SC: mais 8 cidades decretam estado de emergência; total chega a 44 

A Defesa Civil de Santa Catarina registrou, na manhã desta segunda-feira, mais 8 municípios que decretaram estado de emergência. Blumenau, Itajaí, Vitor Meireles, Papanduva, Benedito Novo, Itaiópolis, São João Batista e Ascurra agora se juntaram a outras 36 cidades que já estavam em estado de emergência.

De acordo com o último boletim divulgado pela Defesa Civil de Santa Catarina, ao meio-dia desta segunda-feira, o Estado conta 161.103 desalojados (pessoas que tiveram que ir para a casa de familiares ou amigos) e 14.704 desabrigados (que tiveram que ir para abrigos públicos), em um total de 948.016 pessoas afetadas diretamente pelas enchentes.

A situação ainda é crítica em pelo menos 9 municípios que decretaram estado de calamidade pública. São eles: Agronômica, Brusque, Rio do Sul, Ituporanga, Aurora, Presidente Getúlio, Laurentino, Lontras e Taió.

Nível dos rios

Os rios começam a baixar em algumas localidades que estavam em situação de alerta. De acordo com a primeira medição das 10h, o Rio Itajaí-Açu continua abaixo da cota de alerta em Blumenau, com 6,84 m. Em Rio do Sul, uma das cidades mais atingidas pela chuva, o rio ainda está elevado, com 9,91 m. Para sair do estado de emergência, o Itajaí-Açu deve descer abaixo dos 5,5 m.
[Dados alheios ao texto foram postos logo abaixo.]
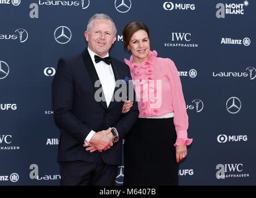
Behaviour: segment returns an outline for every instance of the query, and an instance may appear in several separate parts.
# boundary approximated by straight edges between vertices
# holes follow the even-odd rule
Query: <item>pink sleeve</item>
[[[175,126],[177,139],[175,146],[190,145],[193,139],[188,139],[188,116],[186,113],[186,103],[182,92],[181,82],[177,68],[173,61],[167,58],[165,69],[171,84],[172,104],[174,111],[173,123]]]

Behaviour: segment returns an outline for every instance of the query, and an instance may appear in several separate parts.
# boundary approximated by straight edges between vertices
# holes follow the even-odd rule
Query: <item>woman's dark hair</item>
[[[126,25],[122,29],[122,40],[124,41],[124,46],[125,48],[129,45],[130,38],[134,33],[139,30],[143,30],[147,33],[149,38],[149,30],[147,26],[140,21],[134,21]]]

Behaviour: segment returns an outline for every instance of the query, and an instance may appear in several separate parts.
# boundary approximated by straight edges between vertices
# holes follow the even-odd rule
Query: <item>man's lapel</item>
[[[93,86],[95,88],[95,92],[96,92],[99,88],[102,88],[101,83],[100,84],[100,87],[95,87],[95,82],[97,80],[99,81],[99,77],[97,74],[97,72],[95,69],[94,66],[93,65],[93,61],[91,59],[91,56],[89,56],[88,50],[85,49],[83,53],[83,59],[85,62],[85,66],[87,68],[87,70],[88,71],[89,75],[91,77],[91,82],[93,82]],[[100,103],[103,107],[105,109],[107,110],[107,103],[106,102],[106,98],[105,95],[104,95],[103,90],[102,90],[102,98],[103,98],[103,101],[101,100]]]

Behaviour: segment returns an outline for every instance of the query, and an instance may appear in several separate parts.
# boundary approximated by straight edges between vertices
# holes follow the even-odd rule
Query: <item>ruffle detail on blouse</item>
[[[149,108],[149,106],[158,106],[156,105],[155,103],[157,99],[155,98],[157,93],[157,87],[154,81],[154,71],[153,67],[155,64],[155,60],[157,58],[157,52],[155,50],[150,51],[149,53],[149,60],[145,61],[140,66],[137,63],[134,62],[134,57],[132,55],[130,57],[130,60],[124,59],[124,62],[127,64],[130,70],[131,75],[134,80],[134,85],[135,86],[140,86],[143,84],[147,84],[149,88],[149,98],[147,101],[140,101],[138,103],[139,108],[140,110],[140,116],[143,117],[152,116],[157,114],[159,112],[158,108]],[[140,88],[140,93],[136,93],[140,98],[143,95],[144,90]]]

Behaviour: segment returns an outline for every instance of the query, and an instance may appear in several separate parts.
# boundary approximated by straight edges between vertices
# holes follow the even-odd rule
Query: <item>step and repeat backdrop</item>
[[[116,23],[112,56],[130,57],[122,30],[140,20],[152,50],[177,67],[193,139],[180,184],[255,185],[255,7],[254,0],[0,0],[0,185],[59,185],[52,82],[58,59],[86,47],[95,13]],[[124,173],[123,163],[116,185]]]

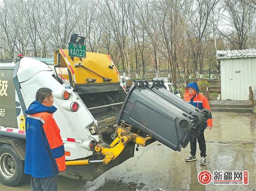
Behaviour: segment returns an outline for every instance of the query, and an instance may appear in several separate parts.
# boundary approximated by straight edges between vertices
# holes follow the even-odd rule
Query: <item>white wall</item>
[[[250,86],[256,92],[256,57],[222,59],[221,70],[222,100],[248,100]]]

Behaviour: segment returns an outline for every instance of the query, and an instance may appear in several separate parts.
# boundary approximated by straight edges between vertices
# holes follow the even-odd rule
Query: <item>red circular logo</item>
[[[212,176],[211,172],[208,171],[201,171],[198,175],[198,181],[202,184],[206,185],[211,181]]]

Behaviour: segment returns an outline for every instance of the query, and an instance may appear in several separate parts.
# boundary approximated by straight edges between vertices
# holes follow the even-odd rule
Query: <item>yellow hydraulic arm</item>
[[[132,126],[121,123],[120,125],[116,126],[116,133],[118,135],[109,147],[97,145],[95,150],[105,156],[102,160],[90,160],[89,159],[74,160],[66,161],[66,165],[84,165],[93,163],[102,163],[108,164],[111,160],[114,160],[122,152],[127,143],[132,141],[143,147],[145,147],[155,141],[150,136],[143,137],[138,135],[131,132]]]
[[[102,160],[103,164],[107,164],[111,160],[114,160],[117,157],[129,141],[132,141],[145,147],[155,141],[150,136],[143,138],[136,134],[131,132],[130,131],[131,128],[131,126],[122,123],[120,126],[116,126],[116,133],[118,135],[118,136],[110,144],[110,148],[99,145],[96,146],[95,150],[105,156]]]

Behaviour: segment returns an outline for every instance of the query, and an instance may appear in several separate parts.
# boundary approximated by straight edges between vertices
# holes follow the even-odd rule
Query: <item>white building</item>
[[[220,61],[222,100],[248,100],[250,86],[255,95],[256,48],[218,50],[216,57]]]

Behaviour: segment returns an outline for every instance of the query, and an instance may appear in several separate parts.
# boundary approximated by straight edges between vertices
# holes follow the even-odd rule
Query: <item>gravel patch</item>
[[[210,100],[210,104],[221,105],[252,105],[249,100]]]

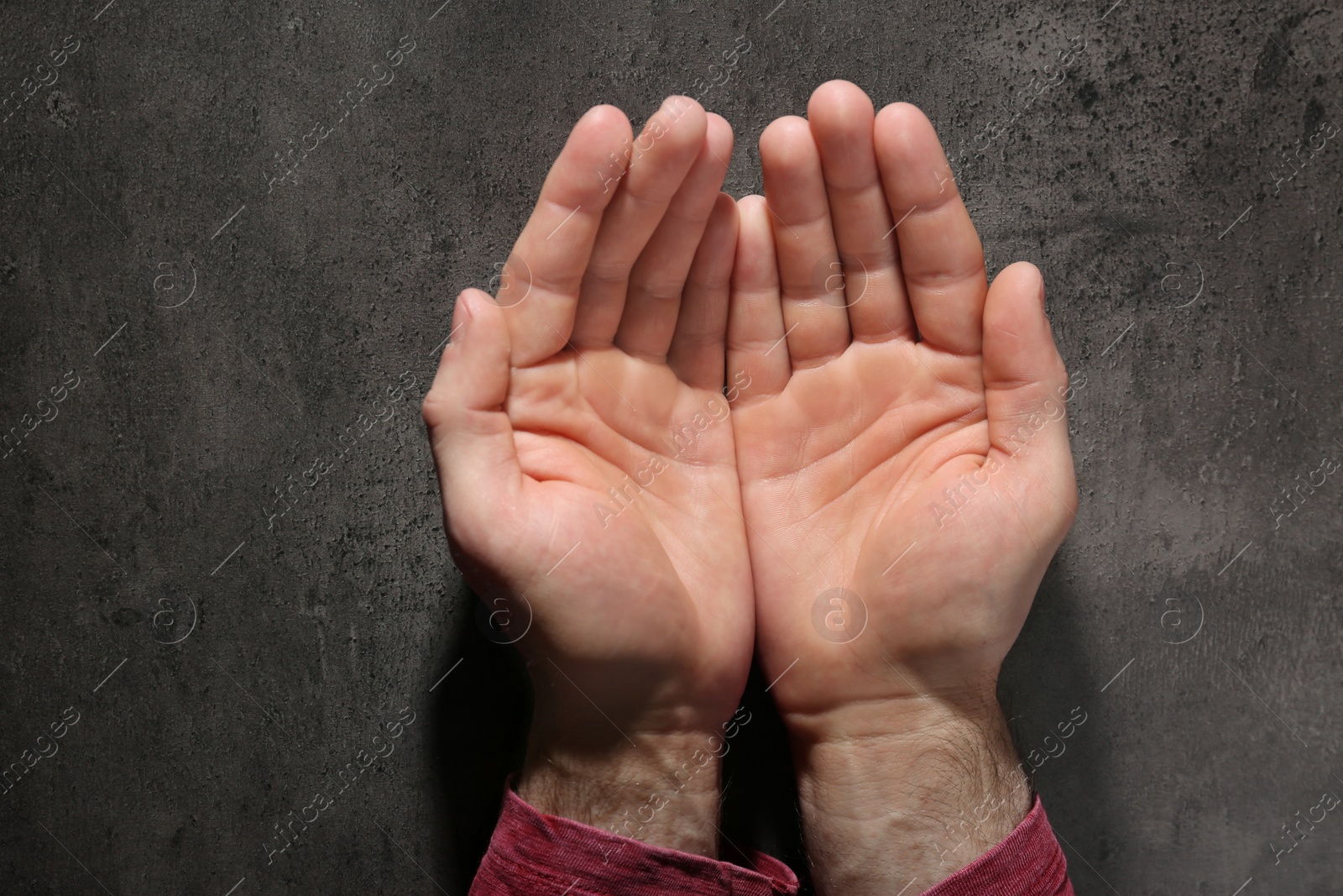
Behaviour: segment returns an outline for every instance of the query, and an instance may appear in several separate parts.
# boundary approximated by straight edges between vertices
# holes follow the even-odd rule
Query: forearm
[[[991,700],[868,703],[788,725],[821,893],[921,893],[1030,811],[1029,783]]]
[[[517,794],[539,811],[709,858],[719,852],[721,732],[633,735],[604,748],[532,743]]]

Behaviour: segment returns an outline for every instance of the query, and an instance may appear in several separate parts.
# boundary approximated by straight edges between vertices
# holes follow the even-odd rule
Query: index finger
[[[594,106],[573,125],[545,176],[496,297],[508,321],[513,367],[536,364],[568,343],[602,212],[627,167],[630,134],[623,111]]]

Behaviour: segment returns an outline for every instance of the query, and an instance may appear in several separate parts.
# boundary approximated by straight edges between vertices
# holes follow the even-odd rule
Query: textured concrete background
[[[463,892],[528,709],[418,416],[451,298],[588,106],[702,95],[741,195],[835,77],[1084,383],[1003,682],[1078,893],[1343,888],[1336,4],[441,1],[0,12],[0,891]],[[751,700],[727,830],[796,861]]]

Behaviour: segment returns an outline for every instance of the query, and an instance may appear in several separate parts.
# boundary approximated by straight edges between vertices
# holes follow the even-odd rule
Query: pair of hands
[[[733,200],[721,117],[590,110],[423,415],[458,566],[530,621],[520,795],[714,854],[701,756],[755,653],[818,887],[889,893],[1029,809],[995,684],[1076,509],[1068,375],[1039,273],[987,283],[927,117],[846,82],[807,111]]]

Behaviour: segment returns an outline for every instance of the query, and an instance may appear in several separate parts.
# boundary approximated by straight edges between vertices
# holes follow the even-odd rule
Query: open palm
[[[992,697],[1076,506],[1044,285],[988,287],[932,125],[845,82],[760,138],[728,368],[757,649],[786,716]],[[768,204],[767,204],[768,203]]]
[[[424,403],[454,555],[568,740],[714,728],[749,668],[731,152],[685,98],[633,144],[619,110],[584,116],[497,300],[458,300]]]

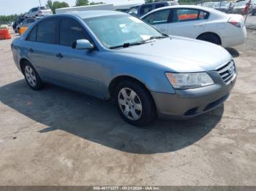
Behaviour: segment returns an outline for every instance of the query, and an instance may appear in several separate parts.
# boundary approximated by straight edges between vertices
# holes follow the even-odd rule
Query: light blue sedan
[[[31,88],[49,82],[113,99],[134,125],[208,112],[228,97],[237,76],[222,47],[165,35],[118,12],[46,17],[12,50]]]

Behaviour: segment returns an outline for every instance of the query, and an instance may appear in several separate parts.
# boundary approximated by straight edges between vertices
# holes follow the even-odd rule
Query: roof
[[[81,17],[82,19],[101,17],[101,16],[126,15],[126,13],[124,13],[121,12],[108,11],[108,10],[80,11],[80,12],[71,12],[67,14],[77,15]]]

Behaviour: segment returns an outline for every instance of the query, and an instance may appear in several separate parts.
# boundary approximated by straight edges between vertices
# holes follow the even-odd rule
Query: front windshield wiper
[[[151,39],[165,39],[166,37],[167,37],[168,36],[150,36],[148,40],[151,40]]]
[[[168,37],[169,36],[167,34],[162,34],[162,36],[150,36],[148,39],[143,40],[140,42],[126,42],[121,45],[116,45],[110,47],[110,49],[115,49],[115,48],[119,48],[119,47],[129,47],[130,46],[136,46],[136,45],[140,45],[145,43],[147,43],[148,41],[152,40],[152,39],[165,39],[166,37]]]
[[[144,41],[142,42],[127,42],[124,43],[121,45],[116,45],[116,46],[113,46],[110,47],[110,49],[115,49],[115,48],[118,48],[118,47],[129,47],[130,46],[135,46],[135,45],[140,45],[142,44],[146,43]]]

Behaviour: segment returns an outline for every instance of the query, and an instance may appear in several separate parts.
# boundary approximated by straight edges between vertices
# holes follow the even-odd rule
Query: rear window
[[[156,9],[160,8],[160,7],[164,7],[165,4],[156,4]]]
[[[35,21],[34,19],[28,19],[27,21],[26,21],[26,23],[34,23],[34,21]]]
[[[173,23],[207,19],[208,12],[194,9],[176,9],[173,12]]]
[[[58,43],[58,24],[59,19],[48,19],[41,22],[37,27],[37,41],[48,44]]]

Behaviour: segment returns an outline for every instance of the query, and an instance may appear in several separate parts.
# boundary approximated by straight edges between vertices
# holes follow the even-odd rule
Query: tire
[[[214,34],[201,34],[197,37],[197,39],[211,42],[217,45],[221,45],[222,44],[219,36]]]
[[[34,66],[25,61],[22,65],[22,71],[28,85],[34,90],[39,90],[43,87],[43,83]]]
[[[135,81],[120,82],[115,88],[114,99],[121,117],[132,125],[146,125],[157,117],[152,97]]]

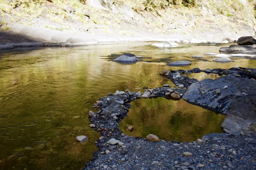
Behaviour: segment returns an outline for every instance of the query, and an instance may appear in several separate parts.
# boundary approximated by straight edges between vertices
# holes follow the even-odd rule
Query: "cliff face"
[[[253,3],[251,0],[3,0],[0,44],[79,44],[170,38],[233,40],[255,36]]]

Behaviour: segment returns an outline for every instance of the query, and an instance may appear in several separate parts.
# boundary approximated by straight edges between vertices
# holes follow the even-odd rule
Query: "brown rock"
[[[160,141],[160,139],[157,137],[157,136],[153,135],[153,134],[150,134],[147,136],[146,139],[147,140],[151,142],[158,142]]]
[[[180,98],[180,96],[179,94],[177,94],[175,93],[172,93],[171,94],[171,97],[173,99],[179,99]]]
[[[134,127],[133,126],[129,126],[127,128],[127,129],[130,132],[132,132],[134,129]]]

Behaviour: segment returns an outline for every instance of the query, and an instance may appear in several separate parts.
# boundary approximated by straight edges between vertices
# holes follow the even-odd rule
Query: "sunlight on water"
[[[128,89],[137,91],[142,91],[138,88],[154,88],[166,83],[173,86],[169,80],[157,74],[160,71],[256,65],[256,60],[247,59],[236,58],[235,62],[217,63],[212,62],[214,57],[203,54],[218,53],[219,45],[184,45],[163,49],[151,46],[152,43],[132,42],[1,51],[0,169],[81,169],[97,150],[95,142],[99,137],[88,126],[88,112],[93,109],[94,102],[116,90]],[[146,62],[124,65],[110,61],[108,57],[125,52],[143,56]],[[203,55],[205,58],[193,58],[193,55]],[[192,64],[182,68],[166,65],[166,62],[181,60],[191,61]],[[191,76],[198,78],[196,75]],[[207,76],[201,74],[199,79],[209,78]],[[154,100],[148,101],[150,105]],[[166,105],[169,107],[174,105],[176,108],[179,108],[177,106],[180,102],[187,105],[184,102],[175,102],[175,104],[174,102],[167,104],[164,100],[157,102],[160,106]],[[174,108],[168,109],[172,108]],[[182,123],[185,119],[183,115],[186,115],[184,109],[179,111],[180,113],[177,116],[174,116],[174,112],[169,113],[165,116],[169,119],[166,117],[166,121],[171,122],[163,125]],[[213,116],[199,119],[202,116],[195,114],[197,119],[189,122],[192,125],[196,125],[198,119],[203,125],[207,125],[209,122],[205,121],[208,121],[209,116],[213,116],[211,120],[215,119]],[[154,115],[152,114],[152,119],[159,119]],[[176,121],[177,119],[179,122]],[[221,121],[218,120],[216,121]],[[213,130],[219,128],[217,124],[210,127]],[[163,134],[170,128],[162,127],[159,133]],[[186,132],[185,127],[181,127],[177,133],[199,136],[204,129],[200,128],[196,133],[192,128]],[[76,136],[80,135],[88,136],[88,142],[82,144],[76,142]],[[175,138],[174,139],[178,140]]]

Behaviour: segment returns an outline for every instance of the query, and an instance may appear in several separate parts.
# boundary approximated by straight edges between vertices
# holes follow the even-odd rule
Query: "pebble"
[[[94,128],[95,127],[95,125],[94,124],[90,124],[89,125],[91,128]]]
[[[143,98],[144,98],[144,99],[147,99],[148,98],[148,96],[146,94],[143,94],[141,96],[141,97]]]
[[[110,144],[114,145],[117,144],[120,141],[119,141],[118,140],[116,140],[114,138],[111,138],[110,140],[108,141],[107,143]]]
[[[163,85],[163,87],[166,87],[166,88],[169,88],[170,87],[171,87],[171,85],[170,85],[169,84],[164,84]]]
[[[94,117],[96,116],[96,113],[92,111],[92,110],[90,110],[89,111],[89,116],[90,117]]]
[[[193,155],[192,153],[190,153],[190,152],[183,152],[183,153],[182,153],[182,155],[183,155],[183,156],[192,156]]]
[[[81,135],[76,136],[76,140],[81,143],[84,143],[86,140],[88,140],[88,138],[86,136]]]
[[[152,162],[151,164],[153,165],[158,164],[159,164],[159,162],[157,161],[154,161]]]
Em Taió, o rio estava a 8,2 m, precisando ainda recuar mais 0,7 m para sair da cota de emergência

Mortes

A Defesa Civil de Santa Catarina confirmou neste domingo que três pessoas morreram em decorrência das chuvas que atingiram o Estado nos últimos dias. Ronaldo Novaes dos Santos, 19 anos, estava em uma embarcação com seu irmão, quando tocou com a cabeça na rede elétrica de alta tensão, na cidade de Laurentino. Outra morte confirmada foi a de Antônio José Mendonça, 50 anos, que morreu após cair embriagado na água das enchentes, na cidade de Itajaí. Além dessas mortes, Valdemiro Carminatti, 66 anos, trabalhava no telhado de sua residência, em Guabiruba, que despencou.

Uma quarta morte foi registrada, em Rio do Sul, mas a Defesa Civil não confirmou se o óbito está diretamente relacionado à chuva. Um morador foi eletrocutado por um cabo da rede de energia, quando remava em um pequeno barco em meio a casas alagadas no município. O nome do homem não foi divulgado.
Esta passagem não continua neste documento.